○○するお話【中編つめあわせ】
「もし、連絡あったら、悪いんだけど荷物……」と言いかけた時、ピンポーンとインターホンの音が聞こえて。
私、別に出るつもりなかったのに、お兄ちゃんは私の両肩を押さえ付けるようにして座らせると「凛はここで片づけの続きをしてるように」と笑顔で言う。
「え、うん……」
「いいか? 間違っても部屋から出るなよ? 外は危険なんだからな!」
「……うん」
そう言い残してまた階段を転がるようにして走り下りるお兄ちゃんに、変なの、と首を傾げる。
下にはお母さんがいるんだし、お兄ちゃんがわざわざ急いで行く事ないのにって。
だけど、その後、間もなくして聞こえてきた声に、お兄ちゃんが慌てていた理由が分かった。

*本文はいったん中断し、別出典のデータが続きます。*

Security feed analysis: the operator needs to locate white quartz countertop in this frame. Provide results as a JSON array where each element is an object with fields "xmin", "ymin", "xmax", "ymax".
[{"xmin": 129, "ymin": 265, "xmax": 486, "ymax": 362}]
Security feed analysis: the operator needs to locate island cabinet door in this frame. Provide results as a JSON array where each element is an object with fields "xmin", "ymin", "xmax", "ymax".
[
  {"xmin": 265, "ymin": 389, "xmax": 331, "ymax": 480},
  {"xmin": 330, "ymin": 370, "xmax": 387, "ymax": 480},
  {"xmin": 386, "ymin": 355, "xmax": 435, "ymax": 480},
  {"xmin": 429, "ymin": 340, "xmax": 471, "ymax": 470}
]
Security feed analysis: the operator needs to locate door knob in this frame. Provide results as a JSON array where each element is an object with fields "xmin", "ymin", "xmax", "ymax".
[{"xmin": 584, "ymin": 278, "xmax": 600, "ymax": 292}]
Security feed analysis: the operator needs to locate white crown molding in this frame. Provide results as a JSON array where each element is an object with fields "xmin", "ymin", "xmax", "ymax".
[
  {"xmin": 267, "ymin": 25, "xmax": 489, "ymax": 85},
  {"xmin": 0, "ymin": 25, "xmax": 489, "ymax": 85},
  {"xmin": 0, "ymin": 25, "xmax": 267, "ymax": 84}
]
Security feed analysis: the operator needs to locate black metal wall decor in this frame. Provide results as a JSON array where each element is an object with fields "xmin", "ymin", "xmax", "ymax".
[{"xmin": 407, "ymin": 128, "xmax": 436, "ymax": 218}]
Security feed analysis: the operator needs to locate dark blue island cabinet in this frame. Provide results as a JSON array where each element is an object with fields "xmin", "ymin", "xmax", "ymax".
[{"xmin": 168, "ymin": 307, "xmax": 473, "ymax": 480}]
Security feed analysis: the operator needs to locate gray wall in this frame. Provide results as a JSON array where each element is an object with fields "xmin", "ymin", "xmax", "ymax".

「帰れっ! しつこいヤツだな! 恭太に会わせる妹はいないっ!」
「嘘つけっ! ひとりいるだろーが、気持ち悪いくらいに溺愛してる妹が」
「可愛い可愛い妹は確かにひとりいるが、恭太には会わせない! 絶対に!」
「おじさんの許可が必要ならまだしも、シスコン兄貴の許可なんか必要ねーだろっ!
だから気持ち悪がられんだよ。言っておくけど、あいつ、割と本気で引いてるからな」
「はいダメー。俺の事そんな風に言うヤツ、絶対認めませんー。あと引かれてもいませんー」
外から聞こえてきたお兄ちゃんと……恭くんの声。
驚きながら、窓を開けて顔を出すと、すぐに玄関前にいた恭くんがこっちを見上げた。